Whatever your thoughts on the film (and it’s a good film) there is no denying that this Criterion Blu-Ray is a thing of beauty. The picture quality is simply stunning, reflecting a Hollywood of yesteryear in glorious, deep contrast monochrome – just the way I like it.

Humphrey Bogart plays Rix, an opinionated, cynical and somewhat grouchy Hollywood screenwriter who has a propensity to take a swing at anyone who he disagrees with him. Despite that, his talent prevails and he is still in demand by the very studios he has come to hate.

Just at the point that he decides to do something different and special he gets writer’s block and turns to drink as a result. He invites a hat-check girl from his club back to his place for a drink as she has read the book that he has agreed to write a screenplay to and so he figures it would be quicker if she just told him the story. After she leaves she’s brutally murdered not far from his house.

Rix, being the last person to see her, becomes suspect number one and his cavalier, cold manner with the police does nothing for his case.

When police question his new neighbour, the impossibly glamorous Laurel Gray (Gloria Grahamme) she confirms that she saw the murdered girl leave Rix’s place unharmed.

As the investigation progresses, and the older Rix is put together with the much younger Gray, the mutual attraction is too much and the two fall hopelessly in love. But is Rix who he appears to be?
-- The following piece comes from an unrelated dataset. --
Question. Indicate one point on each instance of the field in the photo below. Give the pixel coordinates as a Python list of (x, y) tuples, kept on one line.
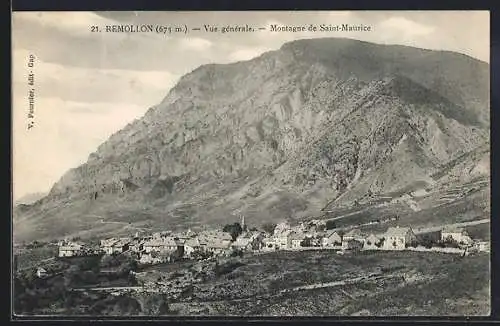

Are his occasional acts of violence proof that he is the killer after all? Even Gray starts to have her doubts.

It’s a great story well told, the screenplay penned by director Nicholas Ray. His marriage to Gloria Grahamme was falling apart during the shooting of the film, making it a frighteningly accurate mirroring of real-life, casting a dark and sombre mood across the film, perfectly in keeping with its plot.

The characters are all full of ambiguity – who is decent and who is not? The plot twists and turns again and again and the films ending, whilst hardly a happy one, feels right.

The film is beautifully presented in its original full-screen aspect ratio (1.33:1) and looks incredible with its 1080P 2K transfer from the original negatives. Audio is good too with a single uncompressed mono soundtrack.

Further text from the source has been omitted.